Jackson leaned over and whispered again into Tage’s ear, “So, he approved that the RC could hear his own case?”
“Pardon me, again, Sir Ludvig,” Tage stated firmly and cooly, “so he, Krog, Prince and Queen’s Consort, Lord Krog approved the RC to hear his own case?”
“It is irregular, Crown Prince, yes, we of the RC know that, however, yes, there is precedent, and we have accepted it and so notified you as the representative of the Royal House to be present.”Tage lowered his hand and nodded feeling like he had been subjected to some legal sleight of hand trickery.
“Let the proceeding officially begin,” Ludvig said.
“There’s little to argue, at this point,” Gustav blustered, “if I may approach the bench with some evidence.” Ludvig motioned him forward, and he started to walk toward the bench.

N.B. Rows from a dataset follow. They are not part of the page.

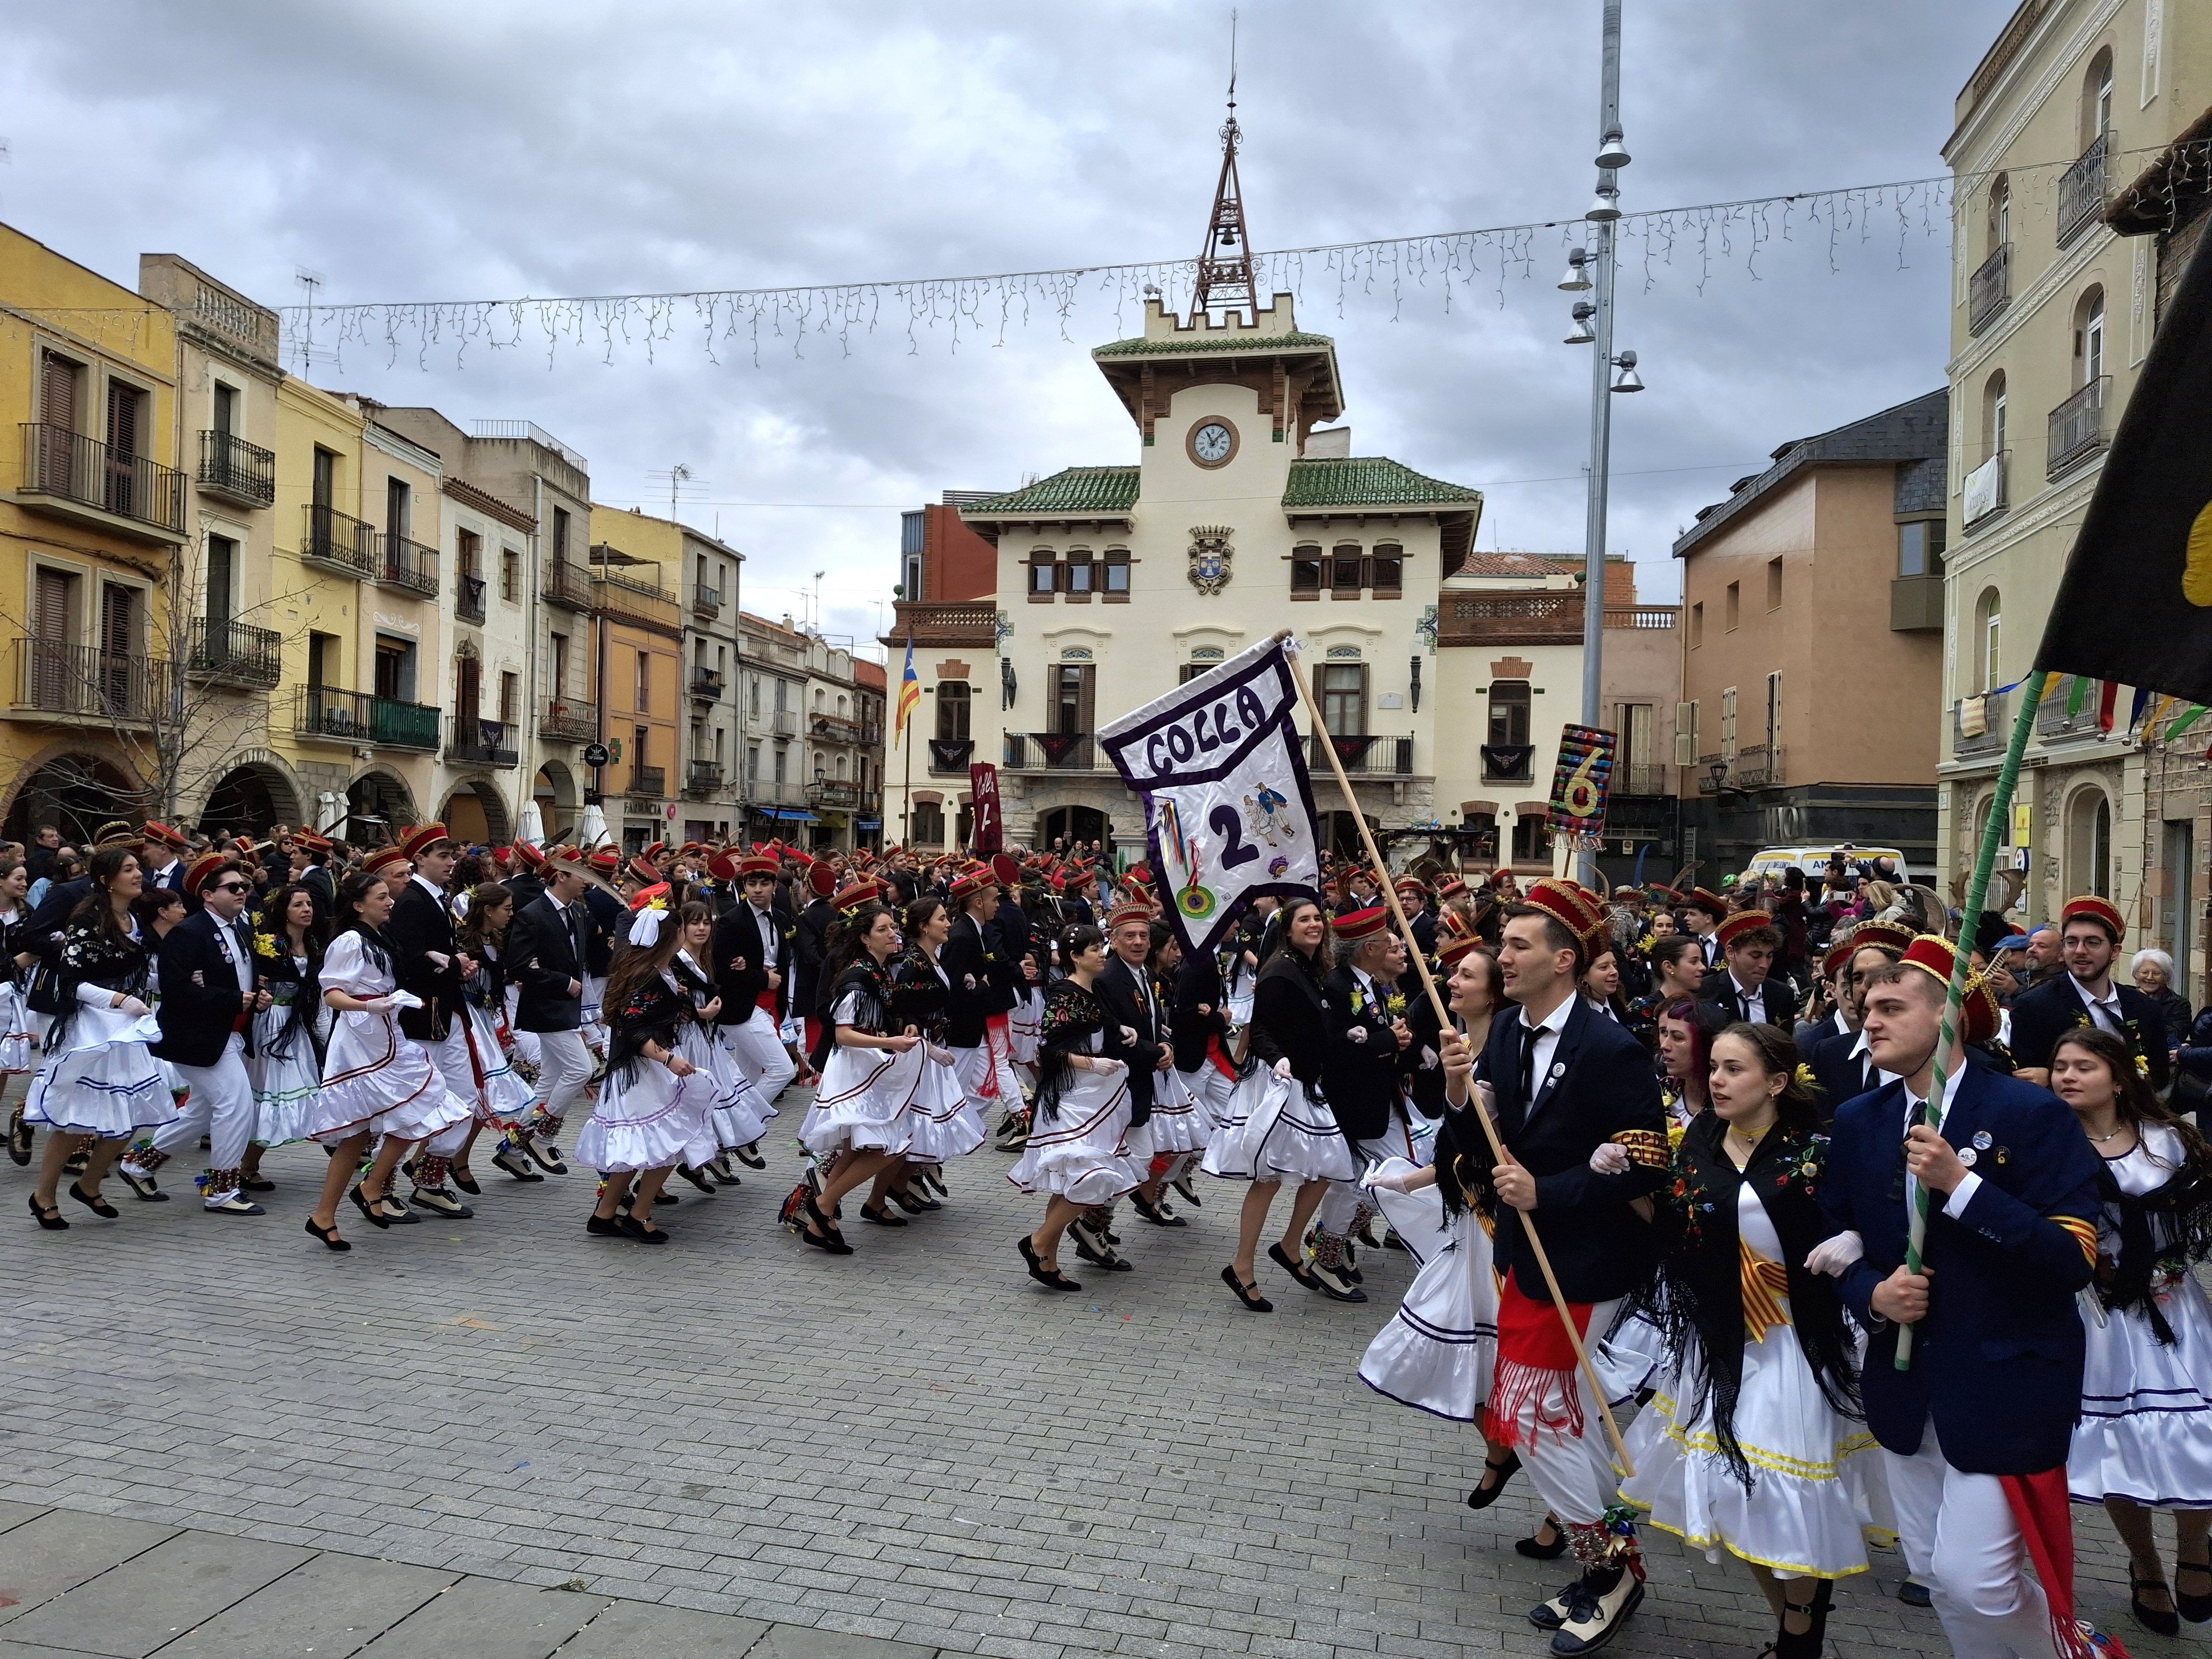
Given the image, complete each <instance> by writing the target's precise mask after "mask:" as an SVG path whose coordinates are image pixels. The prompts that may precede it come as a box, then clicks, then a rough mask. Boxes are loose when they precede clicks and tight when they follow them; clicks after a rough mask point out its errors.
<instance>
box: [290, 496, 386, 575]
mask: <svg viewBox="0 0 2212 1659" xmlns="http://www.w3.org/2000/svg"><path fill="white" fill-rule="evenodd" d="M303 511H305V513H307V529H305V535H301V542H299V557H301V562H303V564H314V566H321V568H325V571H336V573H338V575H349V577H367V575H376V529H374V526H369V524H365V522H363V520H358V518H354V515H352V513H341V511H338V509H336V507H327V504H323V502H307V507H305V509H303Z"/></svg>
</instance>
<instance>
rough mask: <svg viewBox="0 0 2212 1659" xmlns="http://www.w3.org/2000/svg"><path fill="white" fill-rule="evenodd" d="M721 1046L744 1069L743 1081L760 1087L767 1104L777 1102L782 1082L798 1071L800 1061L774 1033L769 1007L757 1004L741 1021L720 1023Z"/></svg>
mask: <svg viewBox="0 0 2212 1659" xmlns="http://www.w3.org/2000/svg"><path fill="white" fill-rule="evenodd" d="M721 1046H723V1048H728V1051H730V1057H732V1060H737V1064H739V1071H743V1073H745V1082H750V1084H752V1086H754V1088H759V1091H761V1099H765V1102H768V1104H770V1106H774V1104H776V1095H781V1093H783V1084H787V1082H790V1079H792V1077H796V1075H799V1064H796V1062H794V1060H792V1055H790V1051H787V1048H785V1046H783V1037H781V1035H776V1015H772V1013H770V1011H768V1009H759V1006H757V1009H754V1011H752V1013H748V1015H745V1022H743V1024H728V1026H723V1029H721Z"/></svg>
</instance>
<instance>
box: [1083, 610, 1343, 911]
mask: <svg viewBox="0 0 2212 1659" xmlns="http://www.w3.org/2000/svg"><path fill="white" fill-rule="evenodd" d="M1296 710H1298V681H1296V677H1294V675H1292V668H1290V657H1287V655H1285V641H1281V639H1267V641H1263V644H1259V646H1252V648H1250V650H1245V653H1239V655H1237V657H1230V659H1228V661H1225V664H1221V666H1219V668H1212V670H1208V672H1203V675H1199V677H1197V679H1190V681H1186V684H1181V686H1177V688H1175V690H1172V692H1168V695H1166V697H1159V699H1155V701H1150V703H1146V706H1144V708H1139V710H1135V712H1130V714H1124V717H1121V719H1115V721H1108V723H1106V726H1102V728H1099V748H1102V750H1104V752H1106V757H1108V759H1110V761H1113V765H1115V770H1117V772H1119V774H1121V781H1124V783H1128V787H1130V790H1135V792H1137V794H1139V796H1144V823H1146V838H1148V843H1150V854H1152V869H1155V872H1157V874H1159V883H1161V900H1164V905H1166V911H1168V920H1170V922H1172V925H1175V931H1177V933H1179V936H1181V940H1183V949H1186V951H1212V949H1214V947H1217V945H1219V942H1221V938H1223V936H1225V933H1228V931H1230V927H1234V925H1237V918H1239V916H1241V914H1243V909H1245V907H1248V905H1250V902H1252V898H1256V896H1259V894H1318V891H1321V841H1318V836H1316V825H1314V787H1312V783H1310V781H1307V774H1305V748H1303V745H1301V741H1298V730H1296V726H1294V723H1292V714H1296Z"/></svg>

Along the way, he veered off course to intentionally circle past the box of the heir apparent.
“In this report and DNA sample attached, is incontrovertible proof that, indeed, the former Duke Krog and current Prince and Queen’s Consort is, in fact, the biological father of the Crown Prince and heir apparent, Tage Winter Leif Westergaard.” A hushed tone overtook the entire room with no one being able to believe their ears especially, Tage whose loathing of Krog was, by now, relatively well-known throughout the realm, especially among royals no matter how distant.
Moments later, after witnessing himself the RC accept the evidence and verify the authenticity, Tage’s mind suddenly got cloudy. He could not believe that even some small part of this evil being’s blood ran in his veins. How could this person be his mystery biological sperm cell donor? He wondered how or why his mothers had hidden this vile fact from him, yet , perhaps that was exactly why — they wanted not for him to ever discover he was the direct descendent of such a heinous, spiteful, vengeful, and disgusting human being.
Because of this, he heard not the next requests nor the rulings of the court, everything was blurred, and his heart was even racing faster than his mind. While he sat strong, it was clear he was suddenly unwell. Jackson whispered in his ear, “It will be alright. This will impact nothing in the short or long run. I’m positive of it, Crown Prince.” At this exact moment, a grassy knoll enclave not far from the Royal Palace hidden underground with an entrance along the river bed was being ransacked, destroyed, burned out, and buried once and for all. Along with it, went any evidence of the planning, plotting, and eventual poisoning of Queen Tuva plus circumstantial evidence of a plot against her Princess and Royal Consort in the years prior.